In 2010 I was asked to correct an English translation of the information brochure put out by the local water treatment plant. The goal was to take my Japanese client’s work and put it into good, grammatical, smooth English. I wanted it to read like it had been written in English so that the reader was not distracted by what we call Japlish—a mixed up version of English influenced by Japanese syntax and loan words from English. I thus operated with a skopos, a definite goal that did not limit me to strictly literal renderings. Because of this, more than once I did a free rendering of the original text, something I almost never do in translating the Greek New Testament. In skopos theory the tools and methods of the translator depend on his goal. My goal in this case was a faithful yet readable translation of the brochure, so I worked accordingly. As Vermeer writes, “The skopos can also help to determine whether the source text needs to be ‘translated’, ‘paraphrased’ or completely ‘re-edited’” (ibid, p. 237).

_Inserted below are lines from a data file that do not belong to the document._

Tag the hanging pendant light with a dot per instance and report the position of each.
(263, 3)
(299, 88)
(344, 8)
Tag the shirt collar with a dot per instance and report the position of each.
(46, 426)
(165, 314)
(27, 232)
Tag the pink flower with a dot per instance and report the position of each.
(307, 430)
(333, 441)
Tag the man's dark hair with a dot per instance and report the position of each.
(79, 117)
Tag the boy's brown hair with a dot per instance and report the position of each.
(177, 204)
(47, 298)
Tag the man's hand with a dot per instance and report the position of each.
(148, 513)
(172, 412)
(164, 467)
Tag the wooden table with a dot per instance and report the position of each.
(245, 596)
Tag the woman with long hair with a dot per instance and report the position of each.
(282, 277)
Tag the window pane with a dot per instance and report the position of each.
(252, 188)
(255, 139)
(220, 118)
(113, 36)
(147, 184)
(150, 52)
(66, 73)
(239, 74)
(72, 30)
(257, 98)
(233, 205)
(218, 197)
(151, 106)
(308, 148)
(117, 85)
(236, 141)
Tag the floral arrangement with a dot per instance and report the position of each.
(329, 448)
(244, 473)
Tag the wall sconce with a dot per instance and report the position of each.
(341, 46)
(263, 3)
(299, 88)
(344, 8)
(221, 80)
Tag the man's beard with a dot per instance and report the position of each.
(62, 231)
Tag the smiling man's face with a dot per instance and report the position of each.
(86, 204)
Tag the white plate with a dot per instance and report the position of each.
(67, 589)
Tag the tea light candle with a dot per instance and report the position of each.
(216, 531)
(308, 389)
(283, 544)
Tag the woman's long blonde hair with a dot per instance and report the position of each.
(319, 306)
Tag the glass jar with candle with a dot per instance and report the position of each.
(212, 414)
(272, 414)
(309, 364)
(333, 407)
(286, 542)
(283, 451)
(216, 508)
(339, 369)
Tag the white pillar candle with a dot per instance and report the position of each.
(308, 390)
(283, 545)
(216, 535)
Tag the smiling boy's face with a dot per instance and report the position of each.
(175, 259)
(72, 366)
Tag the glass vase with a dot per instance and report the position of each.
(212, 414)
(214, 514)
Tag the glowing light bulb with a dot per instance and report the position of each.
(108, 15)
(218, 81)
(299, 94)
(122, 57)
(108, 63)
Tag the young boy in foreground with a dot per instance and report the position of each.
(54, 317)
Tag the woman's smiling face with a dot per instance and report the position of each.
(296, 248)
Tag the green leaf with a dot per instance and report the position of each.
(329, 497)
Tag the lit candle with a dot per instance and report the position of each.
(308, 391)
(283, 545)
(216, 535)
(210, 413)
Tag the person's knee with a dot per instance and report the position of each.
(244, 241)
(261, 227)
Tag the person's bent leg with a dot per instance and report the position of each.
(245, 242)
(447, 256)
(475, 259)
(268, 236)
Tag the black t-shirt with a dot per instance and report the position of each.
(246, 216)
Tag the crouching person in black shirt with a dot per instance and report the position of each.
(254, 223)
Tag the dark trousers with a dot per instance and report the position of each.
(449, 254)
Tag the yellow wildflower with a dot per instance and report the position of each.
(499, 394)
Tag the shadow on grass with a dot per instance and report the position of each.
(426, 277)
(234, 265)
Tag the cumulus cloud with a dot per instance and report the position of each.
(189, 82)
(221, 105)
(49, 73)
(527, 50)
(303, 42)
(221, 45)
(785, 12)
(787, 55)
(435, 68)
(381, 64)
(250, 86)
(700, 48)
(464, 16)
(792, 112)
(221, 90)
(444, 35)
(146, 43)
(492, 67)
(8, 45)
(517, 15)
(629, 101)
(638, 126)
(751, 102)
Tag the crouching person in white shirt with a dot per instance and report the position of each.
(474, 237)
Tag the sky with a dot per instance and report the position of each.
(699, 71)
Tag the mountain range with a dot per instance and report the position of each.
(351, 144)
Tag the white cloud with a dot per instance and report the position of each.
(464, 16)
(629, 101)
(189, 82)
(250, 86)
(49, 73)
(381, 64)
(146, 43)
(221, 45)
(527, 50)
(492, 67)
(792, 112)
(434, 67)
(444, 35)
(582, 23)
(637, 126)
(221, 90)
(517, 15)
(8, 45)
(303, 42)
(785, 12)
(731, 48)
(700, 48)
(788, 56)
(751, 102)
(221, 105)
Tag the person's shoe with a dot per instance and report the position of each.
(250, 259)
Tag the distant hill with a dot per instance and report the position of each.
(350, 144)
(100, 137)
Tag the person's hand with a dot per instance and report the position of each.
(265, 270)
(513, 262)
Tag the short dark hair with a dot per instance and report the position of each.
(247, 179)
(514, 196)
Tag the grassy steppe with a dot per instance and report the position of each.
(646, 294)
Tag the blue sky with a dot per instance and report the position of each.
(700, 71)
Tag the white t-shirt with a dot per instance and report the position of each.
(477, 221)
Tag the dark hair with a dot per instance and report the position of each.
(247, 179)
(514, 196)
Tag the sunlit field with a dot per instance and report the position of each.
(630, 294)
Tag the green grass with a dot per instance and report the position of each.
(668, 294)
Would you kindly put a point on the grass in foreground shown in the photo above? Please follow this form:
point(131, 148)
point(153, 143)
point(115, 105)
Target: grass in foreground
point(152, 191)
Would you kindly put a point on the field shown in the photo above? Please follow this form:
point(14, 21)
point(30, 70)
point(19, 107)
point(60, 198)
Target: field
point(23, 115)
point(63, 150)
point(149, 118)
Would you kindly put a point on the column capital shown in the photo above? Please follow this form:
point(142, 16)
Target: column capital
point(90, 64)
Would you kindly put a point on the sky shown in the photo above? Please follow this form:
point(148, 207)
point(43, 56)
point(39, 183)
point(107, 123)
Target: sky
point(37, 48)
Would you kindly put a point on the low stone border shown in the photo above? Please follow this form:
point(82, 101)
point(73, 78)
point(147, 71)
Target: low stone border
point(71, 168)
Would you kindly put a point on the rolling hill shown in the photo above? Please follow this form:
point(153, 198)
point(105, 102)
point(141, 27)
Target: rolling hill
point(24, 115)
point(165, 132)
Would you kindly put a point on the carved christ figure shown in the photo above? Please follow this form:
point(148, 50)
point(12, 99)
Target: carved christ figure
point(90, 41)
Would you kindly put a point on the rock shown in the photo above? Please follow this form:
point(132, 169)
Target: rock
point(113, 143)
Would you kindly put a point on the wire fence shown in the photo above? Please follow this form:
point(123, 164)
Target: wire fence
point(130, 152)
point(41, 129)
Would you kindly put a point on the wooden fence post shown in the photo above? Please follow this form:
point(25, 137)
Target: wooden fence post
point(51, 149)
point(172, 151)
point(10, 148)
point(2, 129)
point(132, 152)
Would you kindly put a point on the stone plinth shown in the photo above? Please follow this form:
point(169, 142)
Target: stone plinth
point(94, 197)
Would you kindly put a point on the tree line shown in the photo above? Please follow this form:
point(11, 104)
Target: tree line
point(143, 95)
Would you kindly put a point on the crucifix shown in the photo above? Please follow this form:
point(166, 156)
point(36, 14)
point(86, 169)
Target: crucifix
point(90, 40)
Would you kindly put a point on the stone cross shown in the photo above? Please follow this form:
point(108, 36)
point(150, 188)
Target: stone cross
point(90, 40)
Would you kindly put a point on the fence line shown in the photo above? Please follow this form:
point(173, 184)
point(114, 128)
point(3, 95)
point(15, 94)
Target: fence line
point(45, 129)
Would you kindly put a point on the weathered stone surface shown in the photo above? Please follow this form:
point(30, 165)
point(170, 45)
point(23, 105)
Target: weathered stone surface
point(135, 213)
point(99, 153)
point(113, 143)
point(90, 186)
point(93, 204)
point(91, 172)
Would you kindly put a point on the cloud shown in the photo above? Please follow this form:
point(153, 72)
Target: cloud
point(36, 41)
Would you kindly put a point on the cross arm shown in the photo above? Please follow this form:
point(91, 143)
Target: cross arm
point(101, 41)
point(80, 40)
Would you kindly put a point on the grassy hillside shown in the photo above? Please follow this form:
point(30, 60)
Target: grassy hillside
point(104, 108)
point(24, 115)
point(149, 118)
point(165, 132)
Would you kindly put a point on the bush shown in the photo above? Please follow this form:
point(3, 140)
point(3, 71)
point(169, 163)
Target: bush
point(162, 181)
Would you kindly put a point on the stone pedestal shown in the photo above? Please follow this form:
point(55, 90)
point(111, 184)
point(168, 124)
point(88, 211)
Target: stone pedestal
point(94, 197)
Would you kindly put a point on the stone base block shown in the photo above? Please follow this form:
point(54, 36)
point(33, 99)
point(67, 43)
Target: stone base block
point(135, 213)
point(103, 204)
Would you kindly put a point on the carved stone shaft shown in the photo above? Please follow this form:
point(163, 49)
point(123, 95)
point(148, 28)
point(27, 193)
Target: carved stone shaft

This theory has not penetrated much yet into the world of Bible translation scholars. One of the most recent books on Bible translating, Translating the New Testament (ed. by Stanley Porter and Mark Boda, Eerdmans, 2009), does not even mention the theory or Vermeer, even though Porter has a whole chapter on modern theories, “Assessing Translation Theory: Beyond Literal and Dynamic Equivalence.” Surely Porter knows about this theory, since he mentions “the functionalist approach” (p. 128; different from Nida’s functional equivalence), which includes skopos theory. However, he apparently doesn’t see its relevance to Bible translation.

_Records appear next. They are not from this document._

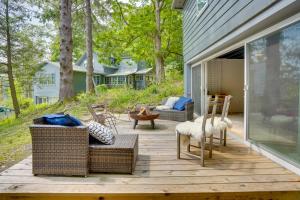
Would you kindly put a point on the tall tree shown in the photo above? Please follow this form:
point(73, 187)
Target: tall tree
point(159, 60)
point(146, 30)
point(89, 48)
point(66, 67)
point(9, 63)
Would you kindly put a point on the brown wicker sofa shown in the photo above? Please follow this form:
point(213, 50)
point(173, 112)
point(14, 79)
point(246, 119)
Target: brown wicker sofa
point(61, 150)
point(175, 115)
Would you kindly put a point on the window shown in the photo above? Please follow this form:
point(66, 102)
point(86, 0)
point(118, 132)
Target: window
point(201, 6)
point(121, 80)
point(97, 79)
point(107, 80)
point(47, 79)
point(114, 80)
point(274, 92)
point(139, 77)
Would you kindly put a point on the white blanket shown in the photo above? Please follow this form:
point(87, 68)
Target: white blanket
point(221, 125)
point(194, 130)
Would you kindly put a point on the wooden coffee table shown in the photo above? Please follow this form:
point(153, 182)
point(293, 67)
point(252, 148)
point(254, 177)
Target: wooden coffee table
point(143, 117)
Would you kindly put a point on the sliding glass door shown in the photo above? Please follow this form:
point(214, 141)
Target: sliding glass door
point(273, 94)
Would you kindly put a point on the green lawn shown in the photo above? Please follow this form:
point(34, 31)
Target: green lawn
point(15, 140)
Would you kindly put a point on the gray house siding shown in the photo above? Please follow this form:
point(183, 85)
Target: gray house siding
point(220, 18)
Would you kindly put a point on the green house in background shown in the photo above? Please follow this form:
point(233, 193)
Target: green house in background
point(128, 72)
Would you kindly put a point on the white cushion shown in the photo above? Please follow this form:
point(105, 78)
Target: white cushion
point(221, 125)
point(195, 129)
point(100, 132)
point(171, 102)
point(162, 107)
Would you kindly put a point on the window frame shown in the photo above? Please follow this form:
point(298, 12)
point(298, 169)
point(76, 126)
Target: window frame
point(201, 11)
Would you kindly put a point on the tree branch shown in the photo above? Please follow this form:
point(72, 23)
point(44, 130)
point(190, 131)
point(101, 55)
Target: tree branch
point(121, 11)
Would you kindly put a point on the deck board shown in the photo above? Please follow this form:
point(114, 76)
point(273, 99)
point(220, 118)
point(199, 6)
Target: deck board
point(234, 172)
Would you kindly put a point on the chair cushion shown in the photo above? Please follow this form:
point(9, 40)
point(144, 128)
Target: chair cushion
point(100, 132)
point(61, 119)
point(180, 104)
point(194, 129)
point(171, 102)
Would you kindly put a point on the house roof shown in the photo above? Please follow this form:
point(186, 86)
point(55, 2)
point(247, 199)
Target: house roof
point(99, 68)
point(178, 4)
point(127, 66)
point(143, 71)
point(76, 68)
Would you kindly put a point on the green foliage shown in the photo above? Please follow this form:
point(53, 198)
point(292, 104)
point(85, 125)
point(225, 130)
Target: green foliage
point(101, 88)
point(131, 32)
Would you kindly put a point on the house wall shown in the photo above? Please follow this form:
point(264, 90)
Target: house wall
point(79, 83)
point(51, 91)
point(224, 23)
point(221, 81)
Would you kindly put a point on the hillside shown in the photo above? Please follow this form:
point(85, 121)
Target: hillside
point(15, 140)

As far as I know Dr. Cristiane Nord, the leading advocate of the theory next to Vermeer himself, is the only scholar writing about skopos theory and Bible translation. I wrote Dr. Nord asking for her article, “Functions of Orality in the Translation of New Testament and Early Christian Texts: a skopos-theoretical perspective.” She graciously answered and sent me not only that article but another as well. She makes a good case with skopos theory for integrity in Bible translation. She writes:

“Translators have to decide beforehand what their translation is intended to mean to the addressed audience – in other words: what kind of communicative function(s) it is aiming at. Since in the case of biblical and apocryphal texts there is a large variety of possible skopoi, translators should be obliged (and given the opportunity, e.g., in a preface) to justify and defend their translational decisions. A team of translators and other experts who do not disclose their identity (like in GNG 1997) can create the false impression of having translated objectively and thus violate their obligation to loyalty with regard to the target readership.” (“Function and Loyalty in Bible Translation,” by Christiane Nord, p. 19; included in the book, Apropos of Ideology. Translation Studies on Ideology – Ideologies in Translation Studies.)

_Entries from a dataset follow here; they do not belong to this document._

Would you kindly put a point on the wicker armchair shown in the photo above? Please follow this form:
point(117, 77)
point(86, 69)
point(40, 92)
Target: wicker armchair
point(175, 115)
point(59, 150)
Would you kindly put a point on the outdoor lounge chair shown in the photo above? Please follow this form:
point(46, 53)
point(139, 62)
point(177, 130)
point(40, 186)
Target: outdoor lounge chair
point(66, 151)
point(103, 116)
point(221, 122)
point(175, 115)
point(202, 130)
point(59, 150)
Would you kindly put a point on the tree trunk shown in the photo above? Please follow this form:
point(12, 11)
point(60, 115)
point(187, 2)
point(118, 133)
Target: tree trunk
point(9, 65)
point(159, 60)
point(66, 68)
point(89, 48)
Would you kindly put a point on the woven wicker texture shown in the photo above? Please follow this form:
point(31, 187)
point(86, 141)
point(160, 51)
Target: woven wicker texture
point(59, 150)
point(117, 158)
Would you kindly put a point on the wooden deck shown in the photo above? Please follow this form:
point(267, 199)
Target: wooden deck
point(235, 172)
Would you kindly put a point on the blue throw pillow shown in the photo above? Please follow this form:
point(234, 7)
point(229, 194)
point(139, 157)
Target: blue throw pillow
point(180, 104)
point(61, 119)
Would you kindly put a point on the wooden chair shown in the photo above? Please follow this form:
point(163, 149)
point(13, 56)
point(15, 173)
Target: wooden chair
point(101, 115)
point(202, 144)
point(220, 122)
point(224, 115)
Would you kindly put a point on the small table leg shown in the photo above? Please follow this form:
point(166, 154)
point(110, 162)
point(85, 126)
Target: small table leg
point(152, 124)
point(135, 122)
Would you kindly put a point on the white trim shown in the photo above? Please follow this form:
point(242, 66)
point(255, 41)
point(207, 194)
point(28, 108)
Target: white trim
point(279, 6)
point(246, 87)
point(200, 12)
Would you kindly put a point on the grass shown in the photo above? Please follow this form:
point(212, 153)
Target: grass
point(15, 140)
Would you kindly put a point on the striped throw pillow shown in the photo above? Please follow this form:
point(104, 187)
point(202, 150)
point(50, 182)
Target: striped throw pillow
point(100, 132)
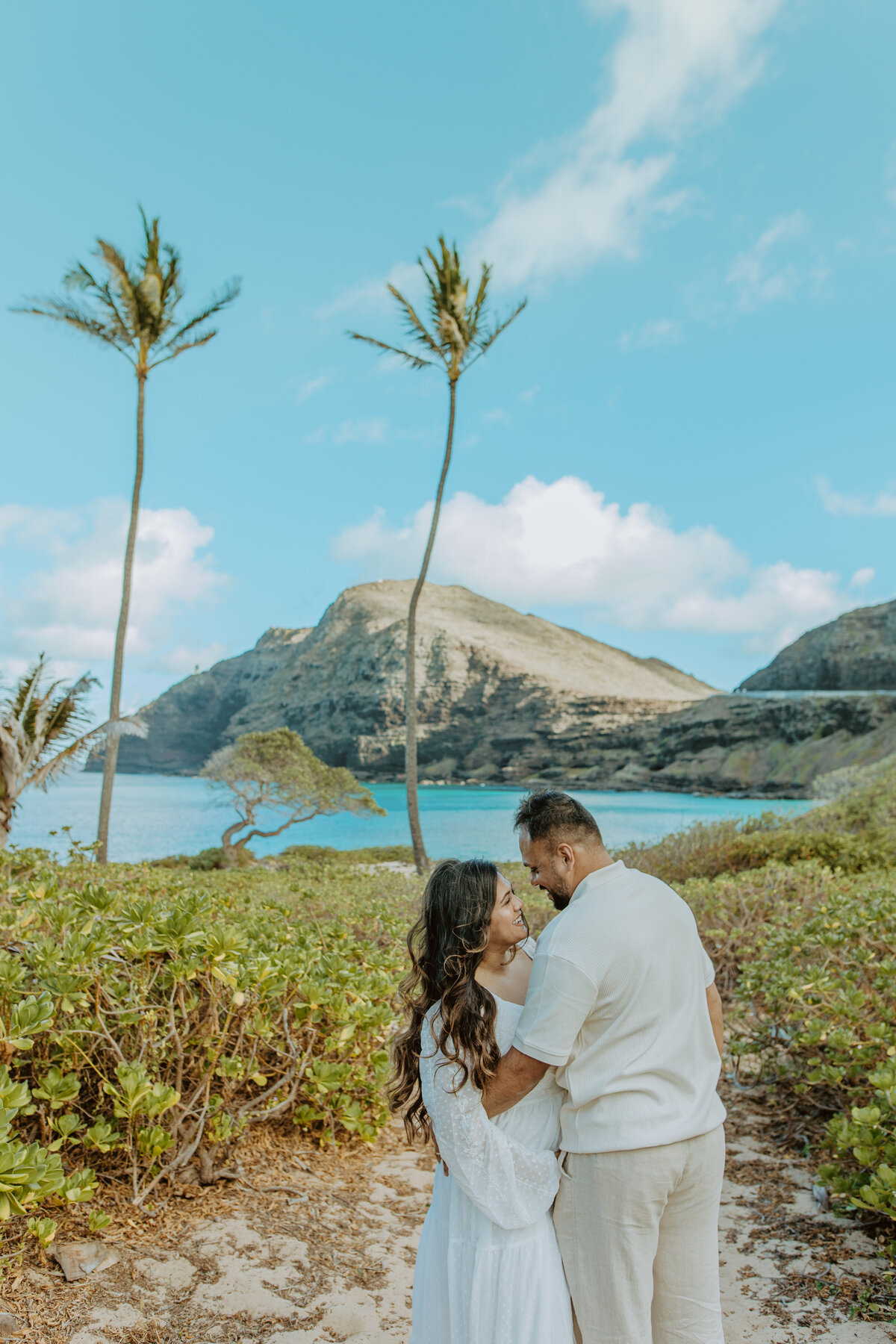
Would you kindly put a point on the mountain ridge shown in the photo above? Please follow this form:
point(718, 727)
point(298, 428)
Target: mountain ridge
point(496, 688)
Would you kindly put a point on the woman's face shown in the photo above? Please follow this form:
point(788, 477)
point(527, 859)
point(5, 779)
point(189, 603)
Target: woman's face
point(508, 927)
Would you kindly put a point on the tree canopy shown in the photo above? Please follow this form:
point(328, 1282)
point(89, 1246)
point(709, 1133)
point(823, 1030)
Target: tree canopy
point(40, 734)
point(276, 771)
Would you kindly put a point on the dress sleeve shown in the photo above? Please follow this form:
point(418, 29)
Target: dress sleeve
point(514, 1186)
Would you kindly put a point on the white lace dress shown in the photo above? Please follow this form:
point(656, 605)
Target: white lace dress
point(488, 1266)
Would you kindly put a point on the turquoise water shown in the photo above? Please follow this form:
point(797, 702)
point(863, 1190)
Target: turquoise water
point(155, 815)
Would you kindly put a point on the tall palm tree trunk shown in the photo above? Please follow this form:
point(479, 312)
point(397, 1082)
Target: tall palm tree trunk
point(111, 757)
point(6, 820)
point(410, 682)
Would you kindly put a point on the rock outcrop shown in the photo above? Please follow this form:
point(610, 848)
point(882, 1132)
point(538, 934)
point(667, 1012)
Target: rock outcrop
point(856, 652)
point(499, 690)
point(729, 744)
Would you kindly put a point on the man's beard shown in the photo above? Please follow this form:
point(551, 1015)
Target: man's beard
point(561, 898)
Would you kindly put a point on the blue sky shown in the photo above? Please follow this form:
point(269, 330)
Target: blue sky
point(682, 447)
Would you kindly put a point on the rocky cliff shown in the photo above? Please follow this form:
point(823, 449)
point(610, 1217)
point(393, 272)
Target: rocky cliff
point(499, 690)
point(856, 652)
point(729, 744)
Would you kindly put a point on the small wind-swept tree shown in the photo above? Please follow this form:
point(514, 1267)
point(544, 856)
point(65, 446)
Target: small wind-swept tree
point(134, 311)
point(457, 335)
point(40, 734)
point(277, 772)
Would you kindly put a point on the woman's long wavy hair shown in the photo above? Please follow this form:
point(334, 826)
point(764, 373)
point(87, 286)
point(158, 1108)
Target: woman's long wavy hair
point(447, 945)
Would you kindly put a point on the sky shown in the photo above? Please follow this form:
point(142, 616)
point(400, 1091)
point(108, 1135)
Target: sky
point(682, 447)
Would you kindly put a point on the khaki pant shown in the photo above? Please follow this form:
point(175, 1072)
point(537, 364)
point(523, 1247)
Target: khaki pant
point(640, 1239)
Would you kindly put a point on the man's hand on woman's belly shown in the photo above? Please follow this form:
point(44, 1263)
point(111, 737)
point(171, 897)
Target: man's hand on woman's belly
point(516, 1075)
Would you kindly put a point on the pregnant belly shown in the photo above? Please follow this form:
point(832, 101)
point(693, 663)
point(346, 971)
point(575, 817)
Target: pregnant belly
point(535, 1121)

When skopos theory does penetrate the ivory (or maybe just brick) towers of the Bible translation scholars’ world, how will it influence Bible translators? First of all, it should make them consider their goals in a much deeper way. Are they aiming at a tool for evangelism first of all, or a faithful rendering of the original text? Secondly, they ought to be prayerfully thinking about the original Author of the Bible, and how that Author would have them translate. Their view of Biblical inspiration will then shape their methods and what tools they use. Integrity in relation to the original text is a key point. However it happens, the translator should grow simply by being aware of skopos theory.